While we celebrate 50 years of Title IX, there is still much more work to be done to move the needle toward equality for women, BIPOC, LGBTQ+, and other vulnerable and underserved populations over the next 50 years.

Recently, the US Department of Education proposed important amendments to Title IX. I encourage all of you to review these proposed changes. Some I think will have the most immediate impact are:

  • Expanding the scope of protections against discrimination based on sex to include discrimination based on sexual orientation and gender identity—a potentially historic gain for LGBTQ+ students.
  • Clarifying the types of accommodations students can access due to pregnancy, miscarriage, or abortion. This is important because pregnant students and those with children are often discouraged from and discriminated against when trying to continue their education.
  • Providing clear processes and expectations to help schools meet Title IX obligations to eliminate sex discrimination in their programs and activities.
  • Creating more transparency and consistency in how Title IX is applied to enhance its power to protect students.

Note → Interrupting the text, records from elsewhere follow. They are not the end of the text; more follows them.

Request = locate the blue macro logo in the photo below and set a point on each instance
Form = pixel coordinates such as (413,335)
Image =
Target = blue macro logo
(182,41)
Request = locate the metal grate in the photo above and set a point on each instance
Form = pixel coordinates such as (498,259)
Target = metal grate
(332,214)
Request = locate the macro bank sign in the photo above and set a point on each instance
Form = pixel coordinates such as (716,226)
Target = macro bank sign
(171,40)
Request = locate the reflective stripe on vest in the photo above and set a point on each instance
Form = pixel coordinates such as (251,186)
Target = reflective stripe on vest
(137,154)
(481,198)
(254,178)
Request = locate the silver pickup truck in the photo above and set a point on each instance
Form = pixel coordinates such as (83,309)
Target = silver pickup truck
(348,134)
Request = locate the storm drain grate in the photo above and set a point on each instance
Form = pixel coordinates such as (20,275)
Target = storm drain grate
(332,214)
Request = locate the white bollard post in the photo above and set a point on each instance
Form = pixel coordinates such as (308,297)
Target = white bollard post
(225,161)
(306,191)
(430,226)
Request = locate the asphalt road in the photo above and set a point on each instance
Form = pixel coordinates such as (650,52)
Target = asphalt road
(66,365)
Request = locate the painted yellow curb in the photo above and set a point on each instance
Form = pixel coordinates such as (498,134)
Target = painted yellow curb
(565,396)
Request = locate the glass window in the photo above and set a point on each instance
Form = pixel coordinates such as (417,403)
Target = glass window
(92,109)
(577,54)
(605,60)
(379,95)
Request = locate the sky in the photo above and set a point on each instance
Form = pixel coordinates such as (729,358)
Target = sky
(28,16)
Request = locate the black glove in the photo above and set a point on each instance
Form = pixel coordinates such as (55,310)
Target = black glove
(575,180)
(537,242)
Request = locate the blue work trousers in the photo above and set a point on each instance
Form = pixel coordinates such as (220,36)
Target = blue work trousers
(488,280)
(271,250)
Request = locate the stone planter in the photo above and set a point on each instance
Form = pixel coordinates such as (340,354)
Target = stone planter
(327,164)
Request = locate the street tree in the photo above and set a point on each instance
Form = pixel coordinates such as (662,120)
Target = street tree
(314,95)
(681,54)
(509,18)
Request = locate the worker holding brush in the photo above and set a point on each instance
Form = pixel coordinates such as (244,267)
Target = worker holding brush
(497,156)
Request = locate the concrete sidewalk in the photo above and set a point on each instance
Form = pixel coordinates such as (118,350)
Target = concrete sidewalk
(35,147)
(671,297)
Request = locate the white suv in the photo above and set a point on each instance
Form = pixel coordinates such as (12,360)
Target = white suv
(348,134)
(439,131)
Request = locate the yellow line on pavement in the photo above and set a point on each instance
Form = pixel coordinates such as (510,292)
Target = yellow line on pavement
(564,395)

The Department’s proposed Title IX regulations will be open for public comment for 60 days once published in the upcoming weeks. I encourage everyone to review the proposed improvements and participate in the process.

Meanwhile, we will continue to implement the tenets of Title IX at Chico State. Not only will we continue to build inclusive and safe communities of excellence, we will do so while maintaining a lens of equity, diversity, and inclusion for all people, especially those from historically underserved communities.

To that end, I will be participating in an American Council on Education Title IX Panel discussion on Wednesday, July 13. During this online discussion, we’ll celebrate 50 years of Title IX and discuss how to prepare for the future. I’d be honored if you’d attend.